Santé mentale : « Les publics précaires sont très impactés par la pandémie »

Santé mentale : aller vers les plus précaires 123RF©
Santé mentale : aller vers les plus précaires 123RF©

Le Dr Leaune est psychiatre au centre hospitalier du Vinatier à Bron (69). Il est responsable du Centre de prévention du suicide et des dispositifs VigilanS et 3114 (numéro national prévention suicide), au sein de cet hôpital. Il nous livre son analyse sur la situation de la psychiatrie, suite aux Assises de la Santé mentale, qui ont eu lieu fin septembre, à Paris.

Que pensez-vous des annonces du Président Macron en clôture des Assises ?

La profession attendait beaucoup de ces Assises, que l’on espérait depuis longtemps. Deux ans de crise sanitaire ont aggravé et mis au jour une situation déjà complexe en termes de psychiatrie. Un secteur où l’on fait beaucoup de rapports, mais peu d’actions concrète.

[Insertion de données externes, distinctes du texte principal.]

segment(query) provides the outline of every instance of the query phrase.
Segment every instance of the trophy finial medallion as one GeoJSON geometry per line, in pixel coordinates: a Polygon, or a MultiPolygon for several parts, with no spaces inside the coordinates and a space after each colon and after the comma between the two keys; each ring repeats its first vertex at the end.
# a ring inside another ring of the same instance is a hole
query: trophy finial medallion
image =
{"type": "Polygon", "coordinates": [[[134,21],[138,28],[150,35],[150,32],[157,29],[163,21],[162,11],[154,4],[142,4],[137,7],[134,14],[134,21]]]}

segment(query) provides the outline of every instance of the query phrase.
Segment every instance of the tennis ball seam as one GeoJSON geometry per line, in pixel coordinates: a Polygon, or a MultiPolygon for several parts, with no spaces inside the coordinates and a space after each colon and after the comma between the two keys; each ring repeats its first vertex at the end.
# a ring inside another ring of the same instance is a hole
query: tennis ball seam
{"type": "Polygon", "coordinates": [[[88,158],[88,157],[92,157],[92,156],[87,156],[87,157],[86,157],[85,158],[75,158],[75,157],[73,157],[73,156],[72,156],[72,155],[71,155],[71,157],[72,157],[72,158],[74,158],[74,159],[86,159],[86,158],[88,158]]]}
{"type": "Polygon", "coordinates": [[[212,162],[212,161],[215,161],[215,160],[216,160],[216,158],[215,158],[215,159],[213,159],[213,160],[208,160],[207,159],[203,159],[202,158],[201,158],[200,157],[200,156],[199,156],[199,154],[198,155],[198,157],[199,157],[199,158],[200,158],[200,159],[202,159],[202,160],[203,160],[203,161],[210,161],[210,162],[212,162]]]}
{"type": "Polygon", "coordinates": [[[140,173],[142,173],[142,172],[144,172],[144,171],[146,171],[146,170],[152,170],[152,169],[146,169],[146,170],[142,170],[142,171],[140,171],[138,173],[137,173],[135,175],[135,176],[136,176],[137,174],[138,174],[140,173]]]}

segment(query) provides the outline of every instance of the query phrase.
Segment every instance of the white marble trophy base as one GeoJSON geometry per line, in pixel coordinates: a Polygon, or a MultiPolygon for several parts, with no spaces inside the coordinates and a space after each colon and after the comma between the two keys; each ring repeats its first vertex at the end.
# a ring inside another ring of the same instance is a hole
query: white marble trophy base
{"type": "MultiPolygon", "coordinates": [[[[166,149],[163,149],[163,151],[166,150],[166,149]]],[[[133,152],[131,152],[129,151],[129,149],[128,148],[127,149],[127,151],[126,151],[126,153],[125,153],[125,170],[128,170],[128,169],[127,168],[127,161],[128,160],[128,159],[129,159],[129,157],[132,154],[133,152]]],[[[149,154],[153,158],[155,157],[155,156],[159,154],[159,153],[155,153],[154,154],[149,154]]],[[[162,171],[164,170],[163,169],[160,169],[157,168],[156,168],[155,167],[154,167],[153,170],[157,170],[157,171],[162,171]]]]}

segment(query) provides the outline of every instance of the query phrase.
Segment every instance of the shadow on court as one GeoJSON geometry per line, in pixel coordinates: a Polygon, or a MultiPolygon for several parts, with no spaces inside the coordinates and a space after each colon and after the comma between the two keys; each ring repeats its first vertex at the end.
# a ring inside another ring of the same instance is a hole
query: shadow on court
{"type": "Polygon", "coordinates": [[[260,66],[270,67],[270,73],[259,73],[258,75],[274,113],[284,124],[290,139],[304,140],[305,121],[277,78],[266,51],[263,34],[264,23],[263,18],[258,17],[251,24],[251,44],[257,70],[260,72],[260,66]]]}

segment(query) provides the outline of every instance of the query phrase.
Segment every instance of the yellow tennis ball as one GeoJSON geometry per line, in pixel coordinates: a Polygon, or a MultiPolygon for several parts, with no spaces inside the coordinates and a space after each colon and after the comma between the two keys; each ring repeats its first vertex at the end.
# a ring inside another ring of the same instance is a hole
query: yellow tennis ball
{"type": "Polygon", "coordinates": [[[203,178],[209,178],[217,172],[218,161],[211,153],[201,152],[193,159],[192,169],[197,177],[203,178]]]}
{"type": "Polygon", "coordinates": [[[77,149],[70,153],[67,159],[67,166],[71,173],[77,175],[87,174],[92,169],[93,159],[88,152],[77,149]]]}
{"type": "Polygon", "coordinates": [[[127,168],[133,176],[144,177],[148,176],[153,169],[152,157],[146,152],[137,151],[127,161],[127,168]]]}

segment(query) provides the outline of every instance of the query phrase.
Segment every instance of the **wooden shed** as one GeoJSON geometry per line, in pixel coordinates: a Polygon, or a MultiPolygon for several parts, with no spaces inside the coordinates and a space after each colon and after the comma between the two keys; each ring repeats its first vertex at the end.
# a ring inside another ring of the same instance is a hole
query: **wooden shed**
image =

Les annonces d’Emmanuel Macron ont été plutôt bien accueillies, car un Président qui parle de santé mentale, c’est nouveau. Le remboursement de consultations de psychologues par la Sécurité sociale, pour toute la population à partir de l’âge de 3 ans, sur prescription ainsi que des moyens supplémentaires, pour un meilleur accès aux soins, est positif mais la mise en place concrète de cette mesure devra se faire en concertation étroite avec les acteurs concernés.

Je suis très sensible, pour ma part, à la mise en place du numéro national de prévention du suicide.

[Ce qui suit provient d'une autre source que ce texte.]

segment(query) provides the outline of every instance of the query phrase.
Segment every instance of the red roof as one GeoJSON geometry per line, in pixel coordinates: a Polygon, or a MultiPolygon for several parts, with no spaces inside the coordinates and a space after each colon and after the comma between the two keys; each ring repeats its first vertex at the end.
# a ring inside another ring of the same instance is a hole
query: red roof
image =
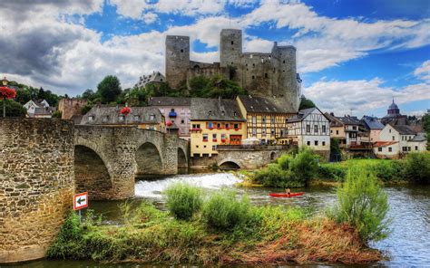
{"type": "Polygon", "coordinates": [[[376,141],[374,143],[374,147],[386,147],[389,145],[393,145],[398,143],[398,141],[376,141]]]}

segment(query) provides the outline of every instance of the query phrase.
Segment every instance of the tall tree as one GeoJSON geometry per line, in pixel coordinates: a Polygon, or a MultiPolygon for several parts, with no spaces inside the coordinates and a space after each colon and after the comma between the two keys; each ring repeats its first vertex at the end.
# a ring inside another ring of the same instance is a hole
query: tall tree
{"type": "Polygon", "coordinates": [[[97,85],[97,94],[103,103],[116,101],[121,94],[121,83],[116,76],[108,75],[97,85]]]}

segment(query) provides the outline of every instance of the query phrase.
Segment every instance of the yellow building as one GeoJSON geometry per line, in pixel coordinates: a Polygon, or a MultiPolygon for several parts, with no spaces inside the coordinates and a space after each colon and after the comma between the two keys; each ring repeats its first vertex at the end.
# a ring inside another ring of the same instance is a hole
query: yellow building
{"type": "Polygon", "coordinates": [[[131,107],[122,114],[122,107],[93,106],[82,119],[82,125],[137,126],[139,129],[166,132],[164,116],[157,108],[131,107]]]}
{"type": "Polygon", "coordinates": [[[220,145],[240,145],[246,138],[245,119],[233,100],[191,100],[191,157],[211,157],[220,145]]]}
{"type": "Polygon", "coordinates": [[[247,120],[247,139],[261,143],[286,143],[287,123],[296,113],[276,105],[270,98],[239,96],[236,100],[247,120]]]}

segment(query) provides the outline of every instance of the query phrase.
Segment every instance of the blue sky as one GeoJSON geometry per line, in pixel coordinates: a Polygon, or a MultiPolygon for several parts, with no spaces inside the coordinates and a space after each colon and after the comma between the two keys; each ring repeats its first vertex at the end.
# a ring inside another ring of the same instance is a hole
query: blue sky
{"type": "Polygon", "coordinates": [[[191,59],[219,61],[220,31],[231,27],[248,52],[295,45],[303,93],[323,110],[383,116],[393,97],[403,113],[430,108],[430,1],[22,2],[0,10],[12,41],[0,72],[61,94],[107,74],[127,88],[164,72],[167,34],[190,35],[191,59]]]}

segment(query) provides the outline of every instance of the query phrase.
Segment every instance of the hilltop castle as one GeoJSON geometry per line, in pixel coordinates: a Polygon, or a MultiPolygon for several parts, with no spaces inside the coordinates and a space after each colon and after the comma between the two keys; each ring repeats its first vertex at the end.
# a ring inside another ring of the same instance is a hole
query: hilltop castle
{"type": "Polygon", "coordinates": [[[275,42],[270,53],[243,53],[242,31],[223,29],[220,33],[220,62],[190,60],[190,37],[166,37],[166,79],[172,88],[192,77],[222,75],[236,81],[250,95],[271,97],[297,112],[300,102],[300,78],[296,72],[296,48],[275,42]]]}

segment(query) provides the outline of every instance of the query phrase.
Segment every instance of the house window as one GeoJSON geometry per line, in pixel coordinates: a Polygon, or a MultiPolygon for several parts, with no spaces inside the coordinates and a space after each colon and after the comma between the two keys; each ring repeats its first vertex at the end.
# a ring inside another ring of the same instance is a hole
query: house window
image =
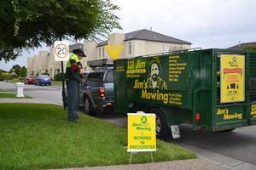
{"type": "Polygon", "coordinates": [[[129,42],[129,54],[131,54],[131,42],[129,42]]]}

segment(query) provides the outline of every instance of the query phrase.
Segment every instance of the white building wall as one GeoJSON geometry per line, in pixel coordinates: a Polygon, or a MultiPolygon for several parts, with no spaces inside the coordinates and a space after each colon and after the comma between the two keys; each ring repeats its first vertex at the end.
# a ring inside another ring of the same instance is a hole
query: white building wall
{"type": "Polygon", "coordinates": [[[39,51],[39,74],[48,73],[48,52],[39,51]]]}
{"type": "Polygon", "coordinates": [[[26,58],[26,63],[27,63],[27,76],[33,75],[34,74],[34,58],[33,57],[28,57],[26,58]]]}

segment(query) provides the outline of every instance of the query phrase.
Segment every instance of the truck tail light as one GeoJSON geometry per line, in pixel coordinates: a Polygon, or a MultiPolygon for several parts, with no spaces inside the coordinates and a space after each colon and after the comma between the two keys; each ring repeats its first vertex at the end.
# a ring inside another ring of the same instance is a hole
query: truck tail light
{"type": "Polygon", "coordinates": [[[195,115],[195,122],[200,122],[201,117],[200,117],[200,113],[196,113],[195,115]]]}
{"type": "Polygon", "coordinates": [[[101,97],[105,97],[105,87],[104,86],[102,86],[100,88],[100,96],[101,97]]]}

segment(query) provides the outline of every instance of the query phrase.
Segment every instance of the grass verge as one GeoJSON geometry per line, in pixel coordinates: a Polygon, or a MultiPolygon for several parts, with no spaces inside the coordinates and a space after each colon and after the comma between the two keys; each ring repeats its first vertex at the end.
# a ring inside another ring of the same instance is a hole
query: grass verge
{"type": "Polygon", "coordinates": [[[17,99],[32,99],[32,97],[25,95],[24,97],[16,97],[16,94],[11,93],[0,93],[0,98],[17,98],[17,99]]]}
{"type": "MultiPolygon", "coordinates": [[[[67,122],[63,108],[45,104],[0,104],[0,169],[45,169],[129,164],[127,129],[79,113],[67,122]]],[[[196,158],[157,140],[154,162],[196,158]]],[[[133,154],[132,163],[151,162],[149,153],[133,154]]]]}

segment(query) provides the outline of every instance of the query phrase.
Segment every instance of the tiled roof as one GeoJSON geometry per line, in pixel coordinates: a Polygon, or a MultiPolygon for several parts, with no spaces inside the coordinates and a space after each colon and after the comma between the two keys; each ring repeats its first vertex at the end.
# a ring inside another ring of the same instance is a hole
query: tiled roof
{"type": "MultiPolygon", "coordinates": [[[[146,41],[153,41],[153,42],[183,43],[183,44],[189,44],[189,45],[192,44],[189,42],[185,42],[175,37],[168,37],[146,29],[126,33],[125,41],[130,41],[130,40],[146,40],[146,41]]],[[[107,45],[107,44],[108,44],[108,41],[104,41],[98,43],[97,47],[107,45]]]]}
{"type": "Polygon", "coordinates": [[[256,46],[256,42],[240,43],[238,45],[235,45],[233,47],[228,48],[228,49],[242,49],[243,48],[249,46],[249,45],[256,46]]]}
{"type": "Polygon", "coordinates": [[[73,45],[69,46],[69,52],[72,52],[73,49],[76,48],[84,48],[84,44],[83,43],[75,43],[73,45]]]}
{"type": "Polygon", "coordinates": [[[175,37],[168,37],[158,32],[154,32],[149,30],[139,30],[137,31],[132,31],[125,34],[125,40],[147,40],[154,42],[173,42],[173,43],[184,43],[184,44],[192,44],[189,42],[185,42],[175,37]]]}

Confidentiel et gratuit, le 3114, numéro national de prévention du suicide, permettra, je l’espère, de répondre aux besoins immédiats des personnes en recherche d’aide : écoute, évaluation, intervention, urgence, orientation ou accompagnement.

Dr Edouard Leaune, psychiatre au centre hospitalier du Vinatier à Bron (69).

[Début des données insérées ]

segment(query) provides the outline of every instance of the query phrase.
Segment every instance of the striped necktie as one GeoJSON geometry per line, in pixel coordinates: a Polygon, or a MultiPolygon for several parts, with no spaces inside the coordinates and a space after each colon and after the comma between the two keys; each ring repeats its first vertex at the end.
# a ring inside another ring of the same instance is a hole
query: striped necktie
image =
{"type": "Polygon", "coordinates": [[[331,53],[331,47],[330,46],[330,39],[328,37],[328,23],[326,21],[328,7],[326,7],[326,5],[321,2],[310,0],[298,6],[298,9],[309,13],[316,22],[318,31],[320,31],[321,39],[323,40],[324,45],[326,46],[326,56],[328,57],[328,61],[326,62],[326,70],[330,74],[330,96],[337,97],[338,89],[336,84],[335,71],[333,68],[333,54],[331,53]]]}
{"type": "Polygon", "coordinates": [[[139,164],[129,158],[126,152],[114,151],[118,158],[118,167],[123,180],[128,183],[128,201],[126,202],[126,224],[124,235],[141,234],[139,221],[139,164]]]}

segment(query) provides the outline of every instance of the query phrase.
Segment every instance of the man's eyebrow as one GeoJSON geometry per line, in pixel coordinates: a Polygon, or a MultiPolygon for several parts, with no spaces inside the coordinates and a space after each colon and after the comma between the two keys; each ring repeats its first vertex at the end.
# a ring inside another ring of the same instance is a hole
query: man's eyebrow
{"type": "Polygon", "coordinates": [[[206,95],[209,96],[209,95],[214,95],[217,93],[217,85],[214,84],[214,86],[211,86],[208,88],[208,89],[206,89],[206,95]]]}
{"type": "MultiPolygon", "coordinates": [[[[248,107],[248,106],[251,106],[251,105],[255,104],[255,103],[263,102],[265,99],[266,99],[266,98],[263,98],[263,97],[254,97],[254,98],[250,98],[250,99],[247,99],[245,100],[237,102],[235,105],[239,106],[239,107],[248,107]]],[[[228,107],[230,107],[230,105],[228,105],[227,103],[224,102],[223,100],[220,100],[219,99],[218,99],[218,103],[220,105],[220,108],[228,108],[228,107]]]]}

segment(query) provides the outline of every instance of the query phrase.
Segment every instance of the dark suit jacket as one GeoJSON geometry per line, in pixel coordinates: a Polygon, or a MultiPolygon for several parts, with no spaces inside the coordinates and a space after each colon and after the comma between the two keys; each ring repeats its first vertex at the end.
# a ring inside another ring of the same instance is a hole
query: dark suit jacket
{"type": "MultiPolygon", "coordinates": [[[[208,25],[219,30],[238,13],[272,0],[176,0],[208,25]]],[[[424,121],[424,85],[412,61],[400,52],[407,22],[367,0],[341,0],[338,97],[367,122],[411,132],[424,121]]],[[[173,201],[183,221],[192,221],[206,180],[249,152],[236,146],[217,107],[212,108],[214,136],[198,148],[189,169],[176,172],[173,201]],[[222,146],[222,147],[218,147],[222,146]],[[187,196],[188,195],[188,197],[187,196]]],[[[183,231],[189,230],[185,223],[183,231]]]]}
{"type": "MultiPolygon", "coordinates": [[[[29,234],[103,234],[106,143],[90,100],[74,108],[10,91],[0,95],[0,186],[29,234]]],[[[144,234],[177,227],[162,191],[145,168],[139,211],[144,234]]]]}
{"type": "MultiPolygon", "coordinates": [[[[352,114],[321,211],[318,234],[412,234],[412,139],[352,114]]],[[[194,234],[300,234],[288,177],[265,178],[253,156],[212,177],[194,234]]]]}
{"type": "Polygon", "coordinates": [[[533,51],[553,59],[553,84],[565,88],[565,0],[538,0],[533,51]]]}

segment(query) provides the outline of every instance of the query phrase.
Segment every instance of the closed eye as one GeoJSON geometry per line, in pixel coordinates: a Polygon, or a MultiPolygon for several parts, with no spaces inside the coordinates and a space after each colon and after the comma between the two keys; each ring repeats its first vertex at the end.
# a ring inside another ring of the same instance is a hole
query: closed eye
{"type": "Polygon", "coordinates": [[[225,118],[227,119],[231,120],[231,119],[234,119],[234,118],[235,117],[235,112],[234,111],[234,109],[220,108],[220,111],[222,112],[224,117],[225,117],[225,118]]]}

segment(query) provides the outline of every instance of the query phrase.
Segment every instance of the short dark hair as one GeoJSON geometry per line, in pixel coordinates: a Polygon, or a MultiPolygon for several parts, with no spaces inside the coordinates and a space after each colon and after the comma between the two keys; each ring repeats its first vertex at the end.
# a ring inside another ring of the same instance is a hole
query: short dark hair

Quel impact, de la crise sanitaire, observez-vous sur vos patients ?

Nous avons remarqué une hausse des demandes d’aide et de soutien de personnes qui ont souffert du confinement et qui s’inquiètent des conséquences économiques. Car cette pandémie entrainera sans doute une grave crise économique et des inégalités sociales qui impacteront la santé mentale des plus précaires. On sait qu’il y a un lien très fort entre conduites suicidaires et inégalités sociales et crise économique. On avait observé dans notre région, une augmentation des taux de suicide entre les années 2008 et 2010, au moment de la crise économique.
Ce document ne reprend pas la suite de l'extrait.